4. Control: Agency development, choice awareness, problem-solving training, empowerment-focused therapy.
5. Spiritual Influences: Values clarification, meaning-making practices, connection to larger purpose, gratitude cultivation.
6. Integrated Approaches: Resilience training programs, cognitive-behavioral therapy with resilience focus, mindfulness-based stress reduction.
7. Environmental Supports: Strengthening social connections, building resource networks, creating supportive environments.
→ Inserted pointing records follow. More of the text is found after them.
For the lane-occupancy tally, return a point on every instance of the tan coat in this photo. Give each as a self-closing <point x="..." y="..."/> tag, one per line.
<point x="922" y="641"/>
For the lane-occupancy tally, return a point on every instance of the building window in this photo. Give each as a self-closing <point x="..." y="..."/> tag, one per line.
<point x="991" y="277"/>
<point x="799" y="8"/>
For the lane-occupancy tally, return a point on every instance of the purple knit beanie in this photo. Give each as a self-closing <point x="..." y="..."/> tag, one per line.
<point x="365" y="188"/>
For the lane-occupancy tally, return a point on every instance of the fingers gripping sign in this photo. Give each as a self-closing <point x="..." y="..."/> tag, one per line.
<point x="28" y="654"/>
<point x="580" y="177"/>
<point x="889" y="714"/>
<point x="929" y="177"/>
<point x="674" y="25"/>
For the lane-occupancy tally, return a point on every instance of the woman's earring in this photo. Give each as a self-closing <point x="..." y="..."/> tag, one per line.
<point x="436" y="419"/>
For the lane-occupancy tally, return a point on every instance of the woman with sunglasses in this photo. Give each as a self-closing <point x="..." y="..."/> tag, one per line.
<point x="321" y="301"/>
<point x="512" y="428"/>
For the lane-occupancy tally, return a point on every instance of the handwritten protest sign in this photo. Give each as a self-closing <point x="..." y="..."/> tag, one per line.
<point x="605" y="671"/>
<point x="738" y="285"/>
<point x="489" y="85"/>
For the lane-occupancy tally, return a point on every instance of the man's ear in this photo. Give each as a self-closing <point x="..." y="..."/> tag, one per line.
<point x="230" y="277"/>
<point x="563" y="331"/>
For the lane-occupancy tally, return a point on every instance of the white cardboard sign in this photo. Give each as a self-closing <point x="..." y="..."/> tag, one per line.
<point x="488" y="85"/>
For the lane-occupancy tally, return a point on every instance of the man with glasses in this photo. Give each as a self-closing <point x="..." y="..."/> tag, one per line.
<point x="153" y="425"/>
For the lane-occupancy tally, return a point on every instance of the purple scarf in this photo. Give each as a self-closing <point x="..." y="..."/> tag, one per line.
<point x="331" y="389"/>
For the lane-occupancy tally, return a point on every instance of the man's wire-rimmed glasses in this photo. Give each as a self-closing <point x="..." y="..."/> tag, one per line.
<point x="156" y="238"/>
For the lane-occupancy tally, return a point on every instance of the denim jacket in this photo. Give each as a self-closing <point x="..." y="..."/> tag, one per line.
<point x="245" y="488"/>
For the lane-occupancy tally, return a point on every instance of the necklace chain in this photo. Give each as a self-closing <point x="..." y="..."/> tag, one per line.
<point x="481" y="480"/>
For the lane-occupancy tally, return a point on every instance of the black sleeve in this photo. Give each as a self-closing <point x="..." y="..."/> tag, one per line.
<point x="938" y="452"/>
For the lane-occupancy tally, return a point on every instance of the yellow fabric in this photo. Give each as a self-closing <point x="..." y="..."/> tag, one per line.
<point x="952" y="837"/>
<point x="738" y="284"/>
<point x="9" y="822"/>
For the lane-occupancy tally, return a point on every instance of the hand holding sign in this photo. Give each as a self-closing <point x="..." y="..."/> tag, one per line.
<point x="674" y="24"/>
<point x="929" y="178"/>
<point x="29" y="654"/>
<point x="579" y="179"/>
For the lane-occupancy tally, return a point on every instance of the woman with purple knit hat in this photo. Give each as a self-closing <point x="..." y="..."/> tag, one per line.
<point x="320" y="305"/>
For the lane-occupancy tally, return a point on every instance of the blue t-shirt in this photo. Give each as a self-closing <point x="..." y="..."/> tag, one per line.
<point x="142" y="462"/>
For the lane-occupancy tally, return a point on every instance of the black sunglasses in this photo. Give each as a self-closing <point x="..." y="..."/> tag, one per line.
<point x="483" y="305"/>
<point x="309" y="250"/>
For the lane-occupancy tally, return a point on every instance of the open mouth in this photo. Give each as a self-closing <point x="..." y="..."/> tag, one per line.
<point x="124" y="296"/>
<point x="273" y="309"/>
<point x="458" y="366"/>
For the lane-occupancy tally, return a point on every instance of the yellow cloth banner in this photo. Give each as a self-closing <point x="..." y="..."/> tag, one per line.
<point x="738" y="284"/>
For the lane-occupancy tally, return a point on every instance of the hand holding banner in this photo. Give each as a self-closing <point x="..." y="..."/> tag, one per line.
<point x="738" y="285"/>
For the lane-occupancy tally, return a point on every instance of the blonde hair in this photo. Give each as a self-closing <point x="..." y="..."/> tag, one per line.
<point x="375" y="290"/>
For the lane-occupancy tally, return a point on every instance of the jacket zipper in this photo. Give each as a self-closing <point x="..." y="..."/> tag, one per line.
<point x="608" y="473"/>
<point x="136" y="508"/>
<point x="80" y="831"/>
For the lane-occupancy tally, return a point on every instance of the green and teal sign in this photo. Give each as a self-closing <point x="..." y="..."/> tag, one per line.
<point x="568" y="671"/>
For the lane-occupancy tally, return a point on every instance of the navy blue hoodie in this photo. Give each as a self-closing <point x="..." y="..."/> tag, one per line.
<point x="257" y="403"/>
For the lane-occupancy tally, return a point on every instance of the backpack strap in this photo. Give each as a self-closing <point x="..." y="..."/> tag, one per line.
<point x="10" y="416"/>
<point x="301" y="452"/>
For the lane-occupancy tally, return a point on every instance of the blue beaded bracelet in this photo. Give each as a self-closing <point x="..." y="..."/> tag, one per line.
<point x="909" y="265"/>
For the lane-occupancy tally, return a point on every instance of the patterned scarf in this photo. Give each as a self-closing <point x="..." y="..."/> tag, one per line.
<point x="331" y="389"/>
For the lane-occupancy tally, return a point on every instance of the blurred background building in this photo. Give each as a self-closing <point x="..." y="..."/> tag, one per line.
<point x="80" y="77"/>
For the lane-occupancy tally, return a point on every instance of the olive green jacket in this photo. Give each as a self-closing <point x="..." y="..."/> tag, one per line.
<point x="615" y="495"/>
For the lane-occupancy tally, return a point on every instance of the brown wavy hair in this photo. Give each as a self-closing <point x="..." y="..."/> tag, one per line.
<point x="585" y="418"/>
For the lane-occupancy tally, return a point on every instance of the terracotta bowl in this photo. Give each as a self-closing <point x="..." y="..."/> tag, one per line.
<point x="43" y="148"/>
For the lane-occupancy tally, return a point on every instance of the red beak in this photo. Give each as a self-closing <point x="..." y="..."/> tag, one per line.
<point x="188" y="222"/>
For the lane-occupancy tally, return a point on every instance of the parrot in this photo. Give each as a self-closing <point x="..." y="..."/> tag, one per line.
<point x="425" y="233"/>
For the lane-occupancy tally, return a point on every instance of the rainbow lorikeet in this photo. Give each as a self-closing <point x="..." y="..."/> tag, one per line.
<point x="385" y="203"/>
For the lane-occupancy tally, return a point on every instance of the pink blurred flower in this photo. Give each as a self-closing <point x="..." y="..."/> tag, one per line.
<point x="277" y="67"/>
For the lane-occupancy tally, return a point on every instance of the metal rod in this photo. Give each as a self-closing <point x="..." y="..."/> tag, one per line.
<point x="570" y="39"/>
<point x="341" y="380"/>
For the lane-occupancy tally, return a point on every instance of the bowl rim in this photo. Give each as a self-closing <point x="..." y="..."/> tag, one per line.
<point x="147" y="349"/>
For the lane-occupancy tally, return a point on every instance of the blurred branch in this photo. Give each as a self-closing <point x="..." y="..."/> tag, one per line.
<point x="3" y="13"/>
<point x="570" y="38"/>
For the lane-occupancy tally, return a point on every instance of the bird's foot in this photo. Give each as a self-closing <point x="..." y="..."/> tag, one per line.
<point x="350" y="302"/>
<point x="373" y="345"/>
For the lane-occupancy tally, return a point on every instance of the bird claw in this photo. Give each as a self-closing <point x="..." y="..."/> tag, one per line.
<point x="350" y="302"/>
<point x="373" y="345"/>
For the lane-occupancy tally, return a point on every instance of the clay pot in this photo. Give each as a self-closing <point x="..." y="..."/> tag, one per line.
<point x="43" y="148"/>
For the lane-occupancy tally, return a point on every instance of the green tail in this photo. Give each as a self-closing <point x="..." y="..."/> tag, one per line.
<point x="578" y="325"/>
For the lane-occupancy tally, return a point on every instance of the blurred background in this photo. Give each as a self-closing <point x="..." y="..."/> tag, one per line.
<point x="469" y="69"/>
When to Seek Professional Support for Resilience Development
Consider professional support for resilience building if: (1) CD-RISC scores are consistently below 50; (2) You struggle significantly with stress management despite self-help efforts; (3) Recent trauma or loss has overwhelmed existing coping capacities; (4) Low resilience contributes to or exacerbates mental health conditions (depression, anxiety); (5) You're facing chronic stressors (illness, caregiving, workplace stress) and need enhanced coping skills; (6) You want to proactively build resilience before anticipated challenges (career changes, transitions); (7) Specific resilience factors (emotional regulation, adaptability) consistently challenge you. Mental health professionals can provide evidence-based resilience interventions including cognitive-behavioral therapy, acceptance and commitment therapy, mindfulness training, and resilience-focused coaching tailored to your specific needs and goals.